Monday, November 12, 2012
Speaking during a 90-minute live broadcast yesterday to protest against the issue of new TV licenses, Shing told Ricky Wong Wai-kay, one of at least three hopefuls for a license to develop television services on the internet, that "river water should not interfere with well water."
Jiang used those words in 1989 when he was Communist Party chief - he was president from 1993 to 2003 and still packs a punch in the mainland - to warn Hong Kong against trying to interfere in central government affairs.
Ironically, ATV was fined HK$300,000 by the broadcast authority for a false report on July 6 last year that Jiang had died.
Shing's unprecedented high-profile live show was immediately condemned by Civic Party lawmaker Claudia Mo Man-ching. She said ATV had used airtime improperly to propagate its message and that complaints are expected to be made to the Communications Authority.
But an ATV spokesman countered last night, saying that broadcasting the show live was reasonable, legitimate and fair, adding that the station opposed any form of political censorship.
Participants in yesterday afternoon's show included contestants in the Miss Asia Pageant and Mr Asia competition.
They took to a catwalk in front of the government's Tamar headquarters before joining others to shout slogans to oppose anyone else entering the free- television arena, which is now restricted to ATV and TVB.
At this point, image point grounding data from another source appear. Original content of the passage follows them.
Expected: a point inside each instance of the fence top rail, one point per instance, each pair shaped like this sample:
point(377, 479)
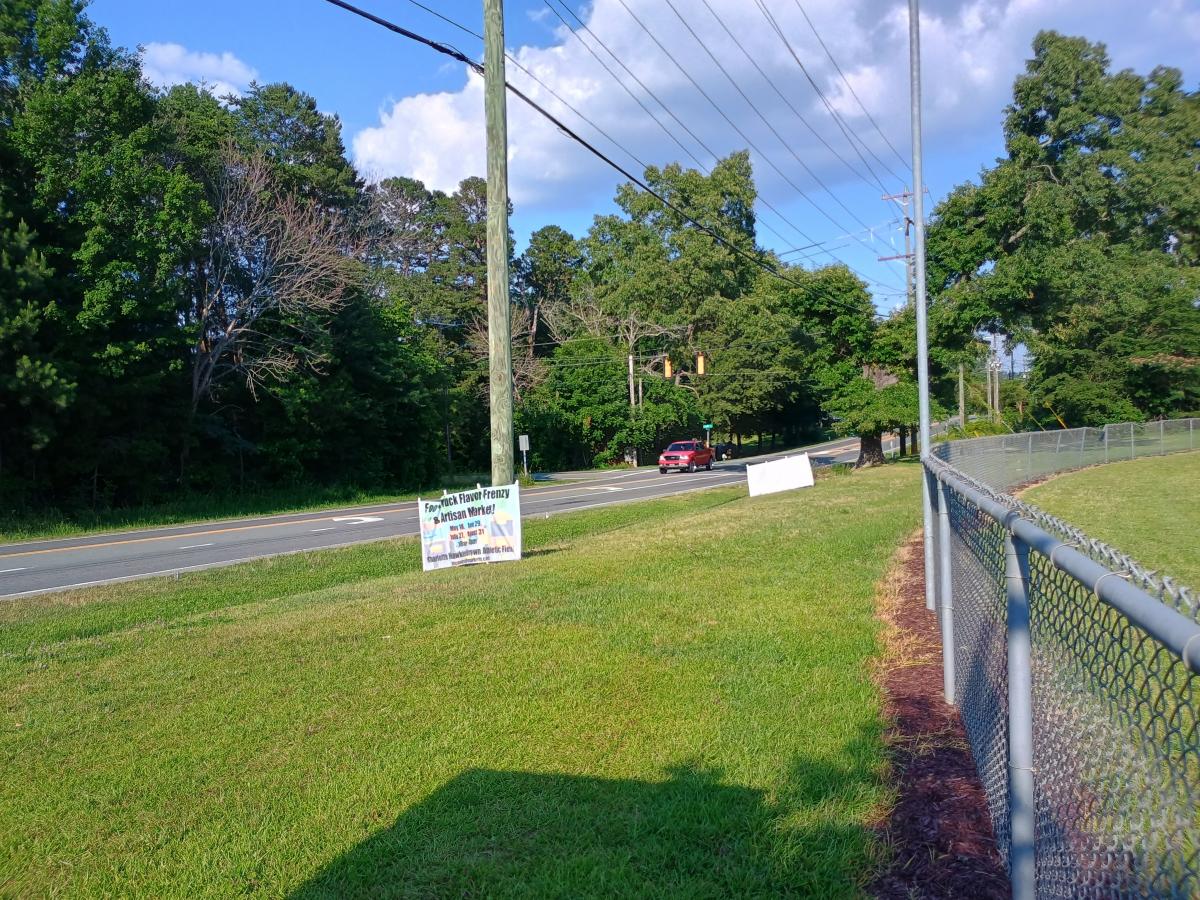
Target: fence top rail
point(1174, 630)
point(954, 456)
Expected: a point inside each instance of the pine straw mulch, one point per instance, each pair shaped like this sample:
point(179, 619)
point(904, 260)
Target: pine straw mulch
point(939, 834)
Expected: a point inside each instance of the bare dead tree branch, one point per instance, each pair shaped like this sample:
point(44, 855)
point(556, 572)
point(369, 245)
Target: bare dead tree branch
point(276, 268)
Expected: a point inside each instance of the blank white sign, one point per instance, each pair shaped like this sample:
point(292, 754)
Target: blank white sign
point(777, 475)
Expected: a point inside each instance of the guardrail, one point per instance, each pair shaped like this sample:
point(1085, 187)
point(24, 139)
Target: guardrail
point(1077, 671)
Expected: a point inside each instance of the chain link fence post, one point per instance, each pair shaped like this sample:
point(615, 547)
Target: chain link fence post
point(1021, 857)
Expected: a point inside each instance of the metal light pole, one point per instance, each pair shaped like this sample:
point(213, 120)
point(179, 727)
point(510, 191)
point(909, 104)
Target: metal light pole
point(499, 340)
point(918, 201)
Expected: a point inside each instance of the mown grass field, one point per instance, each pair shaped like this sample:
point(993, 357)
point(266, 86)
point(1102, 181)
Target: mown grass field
point(1147, 508)
point(670, 699)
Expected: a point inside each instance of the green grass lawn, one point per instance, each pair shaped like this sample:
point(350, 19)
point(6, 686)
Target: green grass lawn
point(1147, 508)
point(670, 699)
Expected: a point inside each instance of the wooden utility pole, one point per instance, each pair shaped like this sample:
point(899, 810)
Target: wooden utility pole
point(499, 339)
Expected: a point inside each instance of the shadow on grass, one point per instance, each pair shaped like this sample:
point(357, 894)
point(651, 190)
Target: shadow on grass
point(490, 833)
Shing also cited the collapse in the late 1970s of Commercial Television, a third free-to-air station, to claim that keen competition in the business meant there was no space for anyone else. Commercial Television began broadcasting in 1975 and went off screens in 1978 and was declared bankrupt.
"If the government issues additional free-TV licenses, it can lead to the collapse of a TV station, and this will only cause more problems in Hong Kong," Shing argued.
ATV's major investor, Wong Ching, who also attended the show, weighed in by predicting "disaster" if new free-to-air licenses were granted.
Also there was Basic Law Committee member Lau Nai-keung and Chinese People's Political Consultative Conference member Lew Mon-hung, who spoke in support of ATV.
But ATV senior vice president Kwong Hoi-ying had to come out later to reject complaints by some staff that they were forced to join the show.
Ricky Wong also came back after the barrage to insist "it's necessary for the government to issue more free-TV licenses to enhance competition in the TV market."
He said he has already recruited more than 700 artistes and other personnel to prepare for a new channel, and if all goes well and he obtains a license there will be around 1,800 employees next year.
He had earlier threatened to sue the government for the continuing delay on issuing new licenses.
Mo argued that yesterday's broadcast "absolutely undermined public interests" and was unfair applicants for licenses.
And Democratic Party lawmaker Emily Lau Wai-hing said it was a conflict of interest for ATV to broadcast the live show to press the government not to grant licenses.
A spokeswoman for the Communications Authority said any complaints would be investigated.